Lamento no haberle sido de utilidad. Para mí ha sido un tesoro encontrar esta foto y mi hermosa manta después de tantos años».
Marco Socorro, fotógrafo callejero:
«Es una foto hecha por un viajero. Tan viajero, que no se ha detenido a hacer la foto, captada desde un vehículo en movimiento; esto lo delata la inclinación del horizonte. Se ve que es un profesional por la belleza de la composición, el acatamiento al principio de los tercios, pero él va en un carro, probablemente en el asiento trasero, pegado a la ventanilla izquierda. Prueba de esto es que el margen izquierdo está levemente desenfocado, lo que le confiere a esa casa, tan nítida, tan ordenada, tan blanca y tan geométrica, una condición como de sueño, de promesa, de recuerdo… de algo que podría no ser del todo real.
Hay otra cosa insólita. El autor, Hellmuth Straka (Checoslovaquia, 1922 – Caracas, 1987) parece haberse robado una escena clandestina. Estas mujeres son adultas, muy jóvenes, sí, pero en edad de trabajar; para uno, que es del Zulia y que las ha visto toda vida tan laboriosas y hasta adustas, le resulta sorprendente verlas entregadas a una actividad de placer, de mero juego. Y eso es de una gran belleza. La pelota en el aire, en relación con la muchacha vestida de negro, la única que está de frente, nos da la fugacidad del instante, condenado de todas formas a ser efímero, porque está visto desde un coche en marcha».

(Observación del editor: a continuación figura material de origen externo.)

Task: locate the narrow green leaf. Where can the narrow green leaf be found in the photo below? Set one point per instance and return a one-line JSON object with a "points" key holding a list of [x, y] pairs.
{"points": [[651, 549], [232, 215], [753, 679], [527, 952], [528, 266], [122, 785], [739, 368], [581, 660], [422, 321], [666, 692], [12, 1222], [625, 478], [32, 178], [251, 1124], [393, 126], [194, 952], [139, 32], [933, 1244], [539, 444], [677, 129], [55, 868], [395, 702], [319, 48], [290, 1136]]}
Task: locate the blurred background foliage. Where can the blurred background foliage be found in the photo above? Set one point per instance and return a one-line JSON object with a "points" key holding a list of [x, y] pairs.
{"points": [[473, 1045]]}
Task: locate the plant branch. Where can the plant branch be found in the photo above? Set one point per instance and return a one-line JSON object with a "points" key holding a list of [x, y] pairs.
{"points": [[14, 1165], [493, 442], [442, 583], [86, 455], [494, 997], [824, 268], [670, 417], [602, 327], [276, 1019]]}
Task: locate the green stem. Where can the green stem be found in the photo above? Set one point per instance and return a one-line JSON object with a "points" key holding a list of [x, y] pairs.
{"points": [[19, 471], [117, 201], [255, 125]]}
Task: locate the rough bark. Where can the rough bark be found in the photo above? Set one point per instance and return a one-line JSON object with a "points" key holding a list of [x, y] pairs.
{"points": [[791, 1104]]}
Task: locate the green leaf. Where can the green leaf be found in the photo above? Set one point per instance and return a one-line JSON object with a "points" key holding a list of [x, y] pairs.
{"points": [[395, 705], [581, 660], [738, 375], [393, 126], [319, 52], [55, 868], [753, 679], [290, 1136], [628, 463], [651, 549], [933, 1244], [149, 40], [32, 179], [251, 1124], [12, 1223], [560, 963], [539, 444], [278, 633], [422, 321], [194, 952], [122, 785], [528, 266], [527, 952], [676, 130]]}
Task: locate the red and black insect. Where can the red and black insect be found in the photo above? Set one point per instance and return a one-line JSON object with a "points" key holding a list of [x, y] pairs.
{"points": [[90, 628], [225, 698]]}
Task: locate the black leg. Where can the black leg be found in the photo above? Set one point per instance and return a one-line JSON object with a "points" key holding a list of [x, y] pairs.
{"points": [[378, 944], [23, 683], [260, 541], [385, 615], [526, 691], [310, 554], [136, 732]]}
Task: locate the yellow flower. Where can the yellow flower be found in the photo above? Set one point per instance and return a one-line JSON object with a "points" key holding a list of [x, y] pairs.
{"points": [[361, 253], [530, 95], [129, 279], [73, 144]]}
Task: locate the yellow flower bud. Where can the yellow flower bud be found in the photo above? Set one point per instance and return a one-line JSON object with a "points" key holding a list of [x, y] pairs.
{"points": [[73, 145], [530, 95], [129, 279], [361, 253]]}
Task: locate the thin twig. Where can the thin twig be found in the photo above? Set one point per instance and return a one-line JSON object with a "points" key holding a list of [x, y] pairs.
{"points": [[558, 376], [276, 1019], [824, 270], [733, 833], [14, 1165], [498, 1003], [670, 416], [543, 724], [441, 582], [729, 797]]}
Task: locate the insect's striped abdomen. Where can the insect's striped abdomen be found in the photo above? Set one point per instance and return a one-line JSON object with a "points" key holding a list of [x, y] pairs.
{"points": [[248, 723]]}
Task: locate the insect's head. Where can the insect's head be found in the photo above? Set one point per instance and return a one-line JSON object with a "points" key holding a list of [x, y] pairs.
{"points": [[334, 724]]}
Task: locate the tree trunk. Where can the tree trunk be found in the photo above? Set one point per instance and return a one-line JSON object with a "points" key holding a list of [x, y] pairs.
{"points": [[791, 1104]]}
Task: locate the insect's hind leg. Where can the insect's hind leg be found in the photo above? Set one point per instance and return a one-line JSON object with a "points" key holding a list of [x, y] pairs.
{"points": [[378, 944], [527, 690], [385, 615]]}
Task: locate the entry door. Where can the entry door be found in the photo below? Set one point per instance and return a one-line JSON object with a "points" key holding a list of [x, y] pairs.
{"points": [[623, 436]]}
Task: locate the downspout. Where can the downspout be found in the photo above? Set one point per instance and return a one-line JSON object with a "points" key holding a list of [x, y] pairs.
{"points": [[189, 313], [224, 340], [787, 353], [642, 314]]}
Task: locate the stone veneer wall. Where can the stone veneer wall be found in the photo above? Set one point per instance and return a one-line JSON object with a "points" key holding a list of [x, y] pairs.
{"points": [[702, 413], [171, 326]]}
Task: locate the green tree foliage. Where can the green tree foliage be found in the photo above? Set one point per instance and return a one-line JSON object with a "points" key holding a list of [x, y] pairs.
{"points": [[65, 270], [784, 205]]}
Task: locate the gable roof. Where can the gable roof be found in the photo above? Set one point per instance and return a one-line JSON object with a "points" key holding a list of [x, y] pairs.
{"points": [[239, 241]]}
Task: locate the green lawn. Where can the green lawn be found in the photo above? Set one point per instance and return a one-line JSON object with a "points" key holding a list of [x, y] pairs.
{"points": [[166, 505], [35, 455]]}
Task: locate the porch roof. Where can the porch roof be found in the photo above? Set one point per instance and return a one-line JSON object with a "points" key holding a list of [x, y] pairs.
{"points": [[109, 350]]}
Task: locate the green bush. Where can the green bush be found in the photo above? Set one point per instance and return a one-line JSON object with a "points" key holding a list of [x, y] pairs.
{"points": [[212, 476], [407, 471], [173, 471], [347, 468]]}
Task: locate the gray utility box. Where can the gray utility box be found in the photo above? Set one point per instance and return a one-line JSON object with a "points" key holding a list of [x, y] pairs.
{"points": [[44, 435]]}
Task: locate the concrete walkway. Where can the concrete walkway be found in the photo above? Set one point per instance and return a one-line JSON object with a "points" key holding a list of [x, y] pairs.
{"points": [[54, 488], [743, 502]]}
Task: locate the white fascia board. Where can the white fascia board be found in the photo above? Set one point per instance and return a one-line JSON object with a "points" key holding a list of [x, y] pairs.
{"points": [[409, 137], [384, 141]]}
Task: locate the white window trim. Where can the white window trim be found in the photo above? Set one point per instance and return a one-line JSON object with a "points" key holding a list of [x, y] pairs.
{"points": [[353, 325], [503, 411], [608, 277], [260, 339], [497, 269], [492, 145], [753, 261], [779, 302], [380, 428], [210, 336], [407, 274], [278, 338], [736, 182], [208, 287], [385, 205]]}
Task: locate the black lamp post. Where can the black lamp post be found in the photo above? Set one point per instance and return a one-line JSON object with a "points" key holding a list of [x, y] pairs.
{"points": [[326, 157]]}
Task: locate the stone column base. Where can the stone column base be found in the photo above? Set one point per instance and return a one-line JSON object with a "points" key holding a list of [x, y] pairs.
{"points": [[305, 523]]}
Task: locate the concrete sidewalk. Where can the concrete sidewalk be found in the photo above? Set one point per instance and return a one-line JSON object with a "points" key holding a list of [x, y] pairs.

Marcelo Morán, novelista y cronista wayuu:
«Esa fotografía parece hecha en La Punta. Por los cocotales, presumo que el lugar está al sur de Paraguaipoa, como a quince kilómetros, vía Sinamaica.
Juegan volibol o algún otro deporte foráneo, porque ese tipo de pelota no forma parte de la tradición wayúu. Lo que cabe esperar es que las mujeres estuvieran integradas a la actividad económica familiar, basada en la cría de chivos y la venta de cocos a comerciantes de Maracaibo. Toda familia tenía una extensa plantación en su patio. En esa época, veo que la foto es de 1961, eran pocas las familias que traían mercancías desde Maicao, Colombia. Eso se puso en boga a partir de los 70 y 80.
Mi abuelo, José Manuel Abreu, tenía una casa parecida a la de la foto, también pintada de blanco, el color predominante, tal vez para contrastar con el intenso azul del cielo.
El agua se obtenía de las casimbas. Se hacía un hoyo a sesenta centímetros de profundidad y brotaba agua dulce, otras veces salobres. La salobre se les daba a los animales. El Kaa’ulayawaa o baile de la cabrita, por ejemplo, es un baile que se celebra para agradecer a los dioses por las llegadas de las lluvias que se traducirán en buenas cosechas. Con esta danza o representación teatral se trata de imitar la alegría de los animales, en este caso, de las cabras. De paso, la mayoría de las jóvenes parejas que participa en el baile termina comprometiéndose en matrimonio».
Tío de Marcelo Morán:
«No hay duda. Esa fotografía fue hecha en La Punta. De hecho, esa es la casa de Lucila Paz, esposa del finado Ratón Cojudo».
Marcelo Morán, otra vez:
«Ratón Cojudo se llamaba Néstor González. Era productor agropecuario y comerciante de un establecimiento de víveres en Los Filúos, municipio La Guajira. Y Lucila Paz era artesana y tenía cría de ovejas y cabras».